For many people in the athletic department offices, the annual migration marks the successful end of another intense year of administrative duties such as facility scheduling, bookkeeping, staffing, marketing, purchasing and policy creation and implementation.

The degree to which athletics administrators are involved with any of these sports camp duties can vary greatly campus to campus. Not all schools host camps, and many choose to essentially outsource their camps to private operators. More still leave camp planning and operations almost entirely up to individual camp directors, who most often happen to be head coaches or their assistants. However, other schools, including Notre Dame, are finding success by creating administrative models that give more oversight of sports camps to the athletic department administrators rather than camp directors.

"We have a fairly unique arrangement because we have one office at the university dedicated to supporting all our sports camps," says Derengoski. "It keeps 19 different camps from all asking the same questions and having to go all over campus to find the answers. We want our coaches to be focusing a little more on what the camp experience will be like for the children, and focusing less on paperwork."
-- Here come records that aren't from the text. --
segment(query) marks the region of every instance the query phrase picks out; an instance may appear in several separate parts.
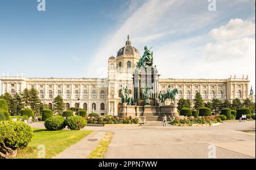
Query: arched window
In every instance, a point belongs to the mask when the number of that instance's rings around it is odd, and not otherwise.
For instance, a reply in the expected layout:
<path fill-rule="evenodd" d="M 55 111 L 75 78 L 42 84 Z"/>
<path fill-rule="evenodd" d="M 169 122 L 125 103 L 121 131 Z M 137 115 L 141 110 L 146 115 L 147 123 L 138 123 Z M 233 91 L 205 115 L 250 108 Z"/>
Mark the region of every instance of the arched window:
<path fill-rule="evenodd" d="M 222 91 L 218 92 L 218 99 L 223 99 L 223 92 Z"/>
<path fill-rule="evenodd" d="M 204 91 L 203 92 L 203 99 L 207 99 L 207 95 L 206 91 Z"/>
<path fill-rule="evenodd" d="M 121 93 L 122 93 L 122 90 L 120 89 L 120 90 L 118 91 L 118 97 L 121 97 Z"/>
<path fill-rule="evenodd" d="M 94 103 L 92 104 L 92 110 L 96 110 L 96 104 Z"/>
<path fill-rule="evenodd" d="M 49 109 L 52 110 L 52 104 L 51 104 L 51 103 L 49 103 L 48 104 L 48 108 Z"/>
<path fill-rule="evenodd" d="M 13 97 L 14 97 L 15 94 L 15 91 L 14 90 L 14 89 L 12 89 L 12 90 L 11 90 L 11 96 L 12 96 Z"/>
<path fill-rule="evenodd" d="M 238 90 L 237 91 L 237 98 L 238 98 L 238 99 L 242 98 L 242 94 L 241 92 L 241 90 Z"/>
<path fill-rule="evenodd" d="M 127 62 L 127 69 L 131 68 L 131 62 L 130 61 L 128 61 Z"/>
<path fill-rule="evenodd" d="M 87 111 L 87 103 L 84 103 L 84 110 Z"/>
<path fill-rule="evenodd" d="M 214 91 L 212 91 L 210 92 L 210 99 L 213 99 L 215 98 L 215 92 Z"/>
<path fill-rule="evenodd" d="M 86 90 L 84 91 L 84 98 L 85 98 L 85 99 L 88 98 L 88 93 L 87 92 L 87 91 L 86 91 Z"/>
<path fill-rule="evenodd" d="M 76 98 L 79 98 L 79 93 L 78 90 L 76 90 L 75 91 L 75 95 L 76 96 Z"/>
<path fill-rule="evenodd" d="M 93 90 L 92 92 L 92 97 L 93 99 L 96 99 L 96 91 L 95 90 Z"/>
<path fill-rule="evenodd" d="M 66 110 L 70 109 L 70 104 L 69 103 L 66 103 Z"/>
<path fill-rule="evenodd" d="M 69 90 L 67 90 L 66 91 L 66 96 L 67 96 L 67 98 L 68 98 L 68 99 L 70 98 L 70 91 Z"/>
<path fill-rule="evenodd" d="M 43 98 L 44 97 L 44 91 L 43 90 L 40 91 L 40 98 Z"/>
<path fill-rule="evenodd" d="M 179 99 L 181 99 L 182 98 L 182 92 L 180 90 L 179 91 Z"/>
<path fill-rule="evenodd" d="M 49 98 L 52 98 L 52 91 L 49 91 Z"/>
<path fill-rule="evenodd" d="M 101 110 L 105 110 L 105 104 L 101 104 Z"/>
<path fill-rule="evenodd" d="M 61 91 L 60 90 L 58 90 L 57 91 L 58 96 L 61 96 Z"/>
<path fill-rule="evenodd" d="M 190 91 L 187 91 L 187 99 L 190 99 Z"/>
<path fill-rule="evenodd" d="M 105 91 L 101 91 L 101 99 L 105 99 Z"/>

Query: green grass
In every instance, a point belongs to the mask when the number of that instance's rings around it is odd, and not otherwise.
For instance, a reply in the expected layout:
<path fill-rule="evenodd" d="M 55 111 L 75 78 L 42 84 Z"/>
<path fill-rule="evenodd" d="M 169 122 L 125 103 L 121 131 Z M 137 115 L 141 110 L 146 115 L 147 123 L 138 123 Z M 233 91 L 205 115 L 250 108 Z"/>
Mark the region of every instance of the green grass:
<path fill-rule="evenodd" d="M 60 130 L 47 131 L 45 129 L 34 128 L 34 136 L 27 147 L 18 151 L 16 158 L 38 158 L 38 147 L 44 145 L 46 158 L 51 158 L 75 144 L 92 131 Z"/>
<path fill-rule="evenodd" d="M 96 147 L 87 158 L 89 159 L 104 158 L 105 154 L 109 147 L 113 134 L 114 132 L 113 131 L 107 131 L 104 137 L 100 142 L 99 146 Z"/>

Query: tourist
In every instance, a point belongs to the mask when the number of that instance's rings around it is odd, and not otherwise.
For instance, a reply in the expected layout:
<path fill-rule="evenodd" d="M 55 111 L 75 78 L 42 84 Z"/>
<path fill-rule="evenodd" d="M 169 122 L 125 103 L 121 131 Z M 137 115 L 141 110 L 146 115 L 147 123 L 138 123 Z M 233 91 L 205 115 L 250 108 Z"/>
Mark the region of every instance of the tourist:
<path fill-rule="evenodd" d="M 163 116 L 163 126 L 167 126 L 167 117 L 165 114 Z"/>

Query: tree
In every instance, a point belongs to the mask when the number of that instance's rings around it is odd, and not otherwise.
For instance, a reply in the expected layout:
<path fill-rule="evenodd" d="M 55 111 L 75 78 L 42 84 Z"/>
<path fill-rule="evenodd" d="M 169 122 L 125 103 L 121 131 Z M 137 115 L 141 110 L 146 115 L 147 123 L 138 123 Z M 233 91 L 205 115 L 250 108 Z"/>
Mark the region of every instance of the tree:
<path fill-rule="evenodd" d="M 202 96 L 199 92 L 196 93 L 193 101 L 194 103 L 193 109 L 197 111 L 204 105 L 204 100 L 203 100 Z"/>
<path fill-rule="evenodd" d="M 23 105 L 22 104 L 22 99 L 20 95 L 16 92 L 14 95 L 11 102 L 11 114 L 14 115 L 20 115 L 20 110 L 23 108 Z"/>
<path fill-rule="evenodd" d="M 11 94 L 9 92 L 6 92 L 3 95 L 1 95 L 1 98 L 2 99 L 5 100 L 8 105 L 8 110 L 9 110 L 9 113 L 11 113 L 11 103 L 13 100 L 13 97 Z"/>
<path fill-rule="evenodd" d="M 232 102 L 232 109 L 237 110 L 242 107 L 242 103 L 240 99 L 236 98 Z"/>
<path fill-rule="evenodd" d="M 191 102 L 189 99 L 180 99 L 177 104 L 178 105 L 177 109 L 180 111 L 183 108 L 191 108 Z"/>
<path fill-rule="evenodd" d="M 53 112 L 61 116 L 63 111 L 65 110 L 65 103 L 63 102 L 63 99 L 61 96 L 58 95 L 54 98 L 53 102 Z"/>
<path fill-rule="evenodd" d="M 40 103 L 41 103 L 38 95 L 38 92 L 34 88 L 32 88 L 29 91 L 30 108 L 33 110 L 35 116 L 39 113 Z"/>
<path fill-rule="evenodd" d="M 221 110 L 221 101 L 218 99 L 213 99 L 212 100 L 212 110 L 214 112 L 215 115 L 219 113 Z"/>

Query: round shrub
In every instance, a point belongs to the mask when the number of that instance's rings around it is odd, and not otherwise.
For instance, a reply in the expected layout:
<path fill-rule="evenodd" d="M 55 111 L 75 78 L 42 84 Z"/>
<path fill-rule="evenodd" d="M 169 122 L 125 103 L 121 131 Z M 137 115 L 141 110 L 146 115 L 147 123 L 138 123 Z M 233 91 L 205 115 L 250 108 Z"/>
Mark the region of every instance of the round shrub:
<path fill-rule="evenodd" d="M 211 116 L 210 109 L 208 107 L 201 107 L 199 109 L 199 116 Z"/>
<path fill-rule="evenodd" d="M 197 118 L 198 117 L 198 112 L 197 110 L 192 110 L 192 116 L 195 117 L 195 118 Z"/>
<path fill-rule="evenodd" d="M 100 117 L 100 115 L 98 114 L 95 113 L 92 113 L 89 114 L 89 117 Z"/>
<path fill-rule="evenodd" d="M 227 120 L 231 120 L 231 109 L 229 108 L 224 108 L 221 110 L 221 115 L 225 115 Z"/>
<path fill-rule="evenodd" d="M 63 117 L 69 117 L 72 116 L 74 114 L 73 113 L 73 110 L 65 110 L 63 112 Z"/>
<path fill-rule="evenodd" d="M 73 116 L 68 118 L 66 124 L 71 130 L 79 130 L 84 128 L 87 124 L 86 120 L 79 116 Z"/>
<path fill-rule="evenodd" d="M 50 117 L 46 120 L 44 126 L 49 131 L 62 130 L 65 128 L 65 118 L 60 116 Z"/>
<path fill-rule="evenodd" d="M 79 110 L 79 116 L 82 116 L 82 117 L 85 117 L 86 116 L 86 115 L 87 115 L 86 110 Z"/>
<path fill-rule="evenodd" d="M 222 121 L 226 120 L 226 116 L 224 114 L 219 115 L 218 117 L 220 118 Z"/>
<path fill-rule="evenodd" d="M 231 110 L 231 114 L 234 115 L 234 117 L 237 116 L 237 111 L 235 110 Z"/>
<path fill-rule="evenodd" d="M 42 116 L 42 120 L 45 121 L 47 118 L 52 117 L 53 115 L 52 110 L 49 109 L 43 110 L 43 114 Z"/>
<path fill-rule="evenodd" d="M 240 117 L 242 117 L 243 114 L 251 114 L 251 109 L 246 108 L 246 107 L 241 107 L 237 110 L 236 120 L 239 120 Z"/>
<path fill-rule="evenodd" d="M 26 118 L 27 120 L 28 120 L 30 116 L 32 116 L 32 118 L 34 118 L 34 115 L 33 110 L 30 108 L 25 108 L 21 110 L 20 114 L 21 116 L 25 116 L 26 114 Z"/>
<path fill-rule="evenodd" d="M 23 148 L 27 146 L 32 135 L 31 127 L 23 122 L 0 121 L 0 148 L 5 148 L 6 150 L 0 155 L 0 158 L 15 155 L 18 148 Z"/>
<path fill-rule="evenodd" d="M 190 108 L 183 108 L 180 110 L 180 115 L 184 116 L 187 116 L 187 117 L 192 116 L 192 114 L 191 109 Z"/>

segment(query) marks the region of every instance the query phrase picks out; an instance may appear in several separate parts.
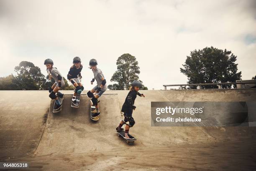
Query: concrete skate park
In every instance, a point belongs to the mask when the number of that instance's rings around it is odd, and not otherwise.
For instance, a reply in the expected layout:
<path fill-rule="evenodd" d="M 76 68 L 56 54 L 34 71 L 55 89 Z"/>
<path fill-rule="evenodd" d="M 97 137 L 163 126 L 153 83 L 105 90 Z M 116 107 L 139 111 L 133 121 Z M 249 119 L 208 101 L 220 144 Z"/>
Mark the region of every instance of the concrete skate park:
<path fill-rule="evenodd" d="M 107 91 L 100 120 L 90 119 L 90 99 L 53 113 L 47 91 L 0 91 L 0 161 L 29 164 L 28 170 L 253 170 L 256 127 L 151 126 L 151 102 L 253 102 L 255 89 L 141 90 L 126 144 L 115 128 L 128 91 Z"/>

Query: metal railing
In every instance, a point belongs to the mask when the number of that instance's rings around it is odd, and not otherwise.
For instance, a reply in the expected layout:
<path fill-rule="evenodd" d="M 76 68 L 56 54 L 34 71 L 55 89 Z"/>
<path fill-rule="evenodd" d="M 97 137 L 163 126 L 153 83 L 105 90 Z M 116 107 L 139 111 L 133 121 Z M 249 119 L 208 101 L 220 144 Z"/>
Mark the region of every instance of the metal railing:
<path fill-rule="evenodd" d="M 240 80 L 239 80 L 240 81 Z M 164 89 L 166 90 L 167 87 L 174 87 L 179 86 L 180 89 L 182 89 L 182 87 L 184 86 L 197 86 L 197 89 L 200 89 L 200 86 L 207 86 L 207 85 L 217 85 L 218 89 L 221 89 L 221 85 L 230 85 L 230 84 L 242 84 L 244 85 L 246 84 L 256 84 L 256 80 L 255 81 L 251 82 L 243 82 L 242 80 L 241 82 L 226 82 L 226 83 L 203 83 L 203 84 L 169 84 L 169 85 L 163 85 Z"/>

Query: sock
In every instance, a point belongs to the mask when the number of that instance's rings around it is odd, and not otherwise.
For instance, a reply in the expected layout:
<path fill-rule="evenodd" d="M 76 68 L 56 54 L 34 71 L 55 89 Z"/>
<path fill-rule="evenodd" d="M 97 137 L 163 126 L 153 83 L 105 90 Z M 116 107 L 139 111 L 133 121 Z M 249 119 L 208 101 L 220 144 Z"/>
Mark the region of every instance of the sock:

That said, the paperwork must be done by someone. The following are some administrative areas in which athletic departments can wield more power over sports camps in order to streamline accounting, maximize revenue, reduce risk and create the best possible experience for campers:

Staffing. At Cornell University, sports camps director Gene Nighman screens and hires a core group of about 20 camp counselors to work part-time throughout the summer, moving from camp to camp. Larger camps - those with, say, 100 or more participants - will often hire their own part-time help, but the employment process goes through Nighman's office.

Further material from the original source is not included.